It’s truly never too late to begin exercising.
New research suggests that increasing activity in your 40s and 50s lowers risk of early death just like staying fit from teens.
Even for people who were “couch potatoes” in their youth, embarking on a regimen of regular exercise in middle-age can still greatly cut the odds for death from any cause, the new study finds.
Most research hasn’t been designed to answer the question – is it too late to start exercising – since exercise studies typically record people’s physical activity levels at one point in time: in youth, middle-age or beyond. But Pedro Saint-Maurice, a postdoctoral fellow at the National Cancer Institute of the National Institutes of Health (NIH), and his colleagues wanted to find out whether exercise’s benefits changed if people remained active for most of their lives, or if, like most of us, they waxed and waned in sticking to their exercise regimen over their lifetimes.
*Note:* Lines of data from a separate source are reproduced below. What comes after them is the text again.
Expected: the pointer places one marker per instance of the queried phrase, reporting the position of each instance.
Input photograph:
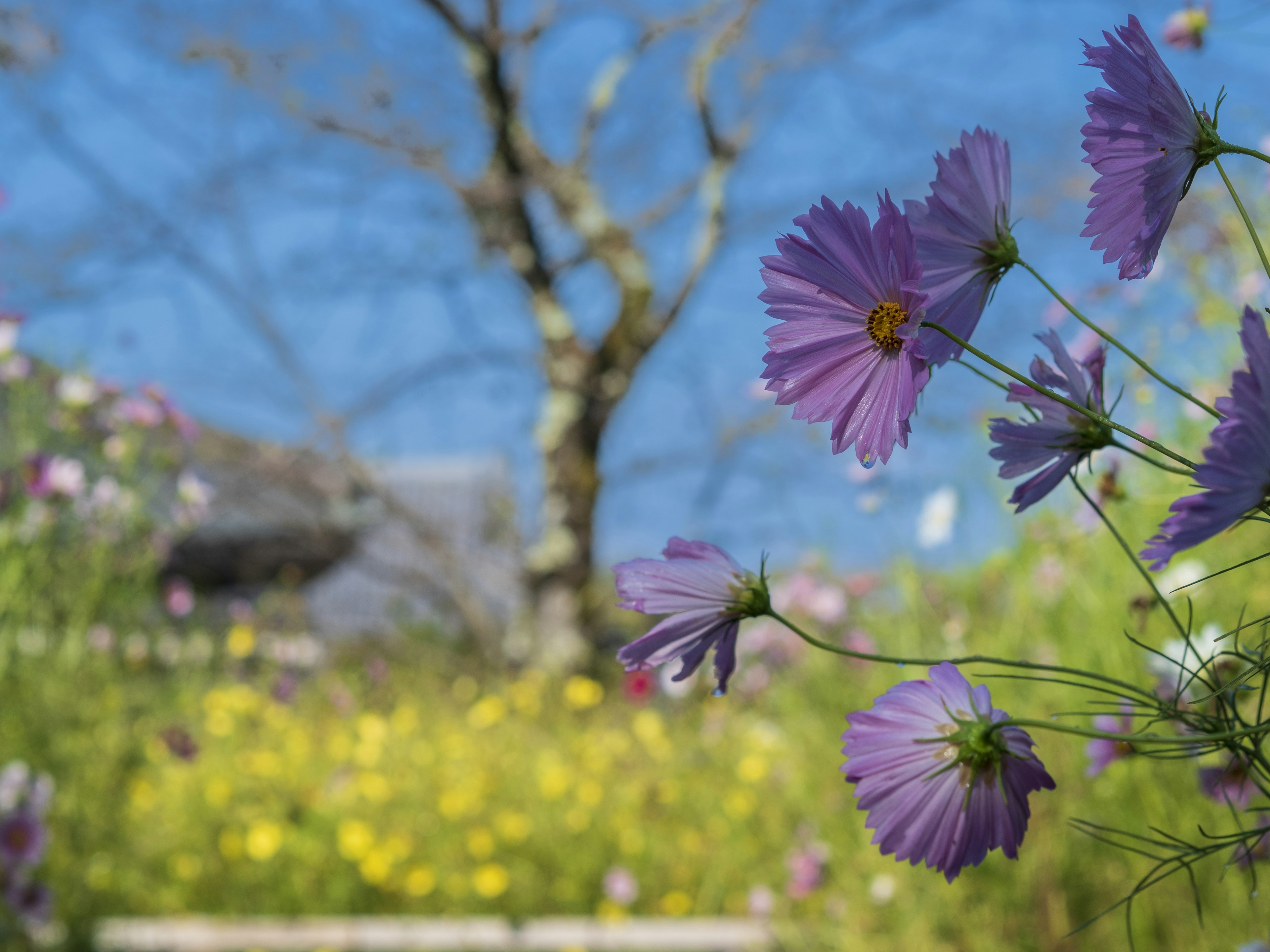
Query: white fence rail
(430, 935)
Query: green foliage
(427, 787)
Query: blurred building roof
(367, 551)
(389, 577)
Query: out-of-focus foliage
(223, 774)
(89, 496)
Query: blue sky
(373, 275)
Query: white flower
(66, 476)
(1178, 655)
(935, 522)
(193, 492)
(77, 390)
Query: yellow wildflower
(491, 880)
(514, 827)
(374, 786)
(752, 769)
(676, 903)
(376, 867)
(240, 640)
(421, 881)
(355, 840)
(263, 840)
(487, 713)
(581, 692)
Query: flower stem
(1117, 344)
(1133, 556)
(1060, 398)
(1192, 739)
(1159, 465)
(972, 659)
(1241, 150)
(1244, 214)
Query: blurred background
(347, 344)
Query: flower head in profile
(1061, 437)
(30, 902)
(1146, 141)
(22, 840)
(963, 238)
(1229, 784)
(939, 781)
(849, 302)
(1236, 469)
(705, 593)
(1185, 28)
(1104, 752)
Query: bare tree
(526, 205)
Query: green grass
(446, 790)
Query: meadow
(213, 771)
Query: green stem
(986, 376)
(1159, 465)
(1060, 398)
(1133, 558)
(972, 659)
(1198, 739)
(1241, 150)
(1244, 214)
(1117, 344)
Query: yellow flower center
(883, 322)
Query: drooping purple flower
(1236, 469)
(1146, 143)
(621, 887)
(1061, 435)
(1104, 752)
(31, 902)
(963, 238)
(939, 782)
(22, 840)
(807, 870)
(1229, 785)
(849, 302)
(706, 595)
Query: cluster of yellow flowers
(512, 796)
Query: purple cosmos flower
(22, 840)
(621, 887)
(849, 302)
(963, 238)
(939, 784)
(807, 870)
(1238, 460)
(706, 595)
(1229, 785)
(31, 902)
(1102, 752)
(1146, 143)
(1061, 435)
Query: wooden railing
(430, 935)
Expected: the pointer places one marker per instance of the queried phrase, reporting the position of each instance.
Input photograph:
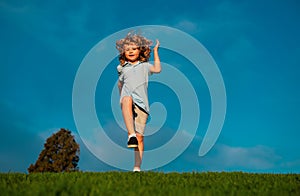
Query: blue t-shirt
(135, 82)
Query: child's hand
(156, 45)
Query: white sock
(132, 135)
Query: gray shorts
(140, 118)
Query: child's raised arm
(156, 68)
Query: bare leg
(138, 152)
(127, 114)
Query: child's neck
(133, 62)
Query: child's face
(132, 52)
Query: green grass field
(149, 183)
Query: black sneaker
(132, 143)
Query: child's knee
(140, 137)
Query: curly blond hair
(142, 42)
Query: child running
(133, 71)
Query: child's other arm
(156, 68)
(120, 85)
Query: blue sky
(255, 45)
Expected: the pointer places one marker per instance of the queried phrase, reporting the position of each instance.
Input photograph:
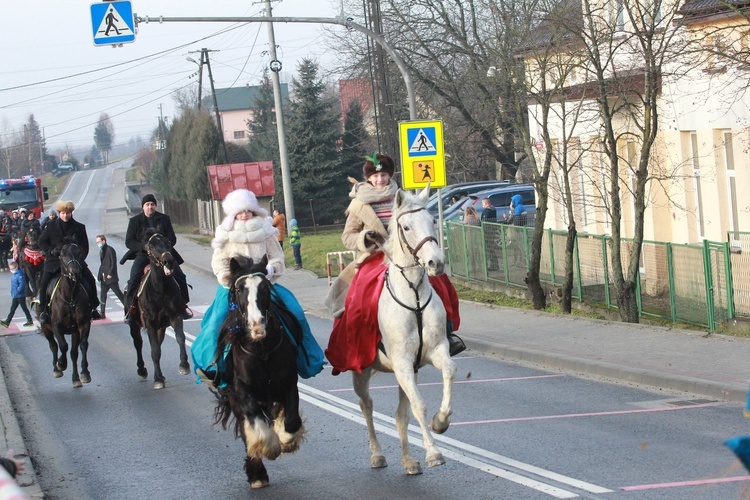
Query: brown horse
(70, 314)
(262, 393)
(160, 304)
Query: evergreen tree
(356, 142)
(313, 141)
(263, 141)
(194, 142)
(104, 136)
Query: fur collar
(255, 230)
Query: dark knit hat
(147, 198)
(378, 163)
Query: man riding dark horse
(140, 228)
(56, 234)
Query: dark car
(500, 199)
(467, 188)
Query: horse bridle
(402, 237)
(157, 260)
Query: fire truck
(26, 192)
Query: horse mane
(408, 202)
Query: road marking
(482, 459)
(349, 389)
(680, 484)
(576, 415)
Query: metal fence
(703, 285)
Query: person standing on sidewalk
(279, 222)
(140, 229)
(18, 293)
(295, 239)
(107, 275)
(245, 232)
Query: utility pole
(286, 179)
(204, 54)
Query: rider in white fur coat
(245, 231)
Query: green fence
(695, 284)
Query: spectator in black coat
(57, 233)
(140, 228)
(107, 275)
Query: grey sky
(51, 40)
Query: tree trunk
(570, 243)
(628, 303)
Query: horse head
(159, 251)
(412, 240)
(251, 293)
(71, 261)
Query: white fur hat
(238, 201)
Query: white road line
(316, 397)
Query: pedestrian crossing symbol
(422, 141)
(422, 155)
(112, 23)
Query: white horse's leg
(442, 361)
(361, 384)
(411, 466)
(407, 382)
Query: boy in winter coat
(294, 240)
(18, 292)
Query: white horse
(411, 318)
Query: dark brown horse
(160, 305)
(262, 393)
(70, 314)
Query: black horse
(160, 305)
(6, 242)
(262, 393)
(70, 314)
(31, 258)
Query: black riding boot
(456, 344)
The study, published in the journal Jama Network Open, tracked the health – and lifetime exercise patterns – of more than 315,000 Americans aged 50-71.
The investigators found that folks who’d exercised all their lives had a 36 per cent lower risk of dying during the study period, compared to people who’d never exercised.
But, perhaps surprisingly, people who’d been inactive in youth but decided to get more physical in their 40s and 50s saw almost the same decline – 35 per cent – in their odds for an early death.
“If you are not active and you get to your 40s-50s and you decide to become active, you can still enjoy a lot of those benefits,” says Dr Saint-Maurice.
Most of the people in the study who were exercising were getting at least 150 minutes of moderate-to-vigorous physical activity per week. Research shows that physical activity doesn’t have to occur in big chunks; even small amounts can add up.
“It’s a great message,” says Dr Saint-Maurice, “to know that it’s not too late if you haven’t been on the right exercise trajectory.”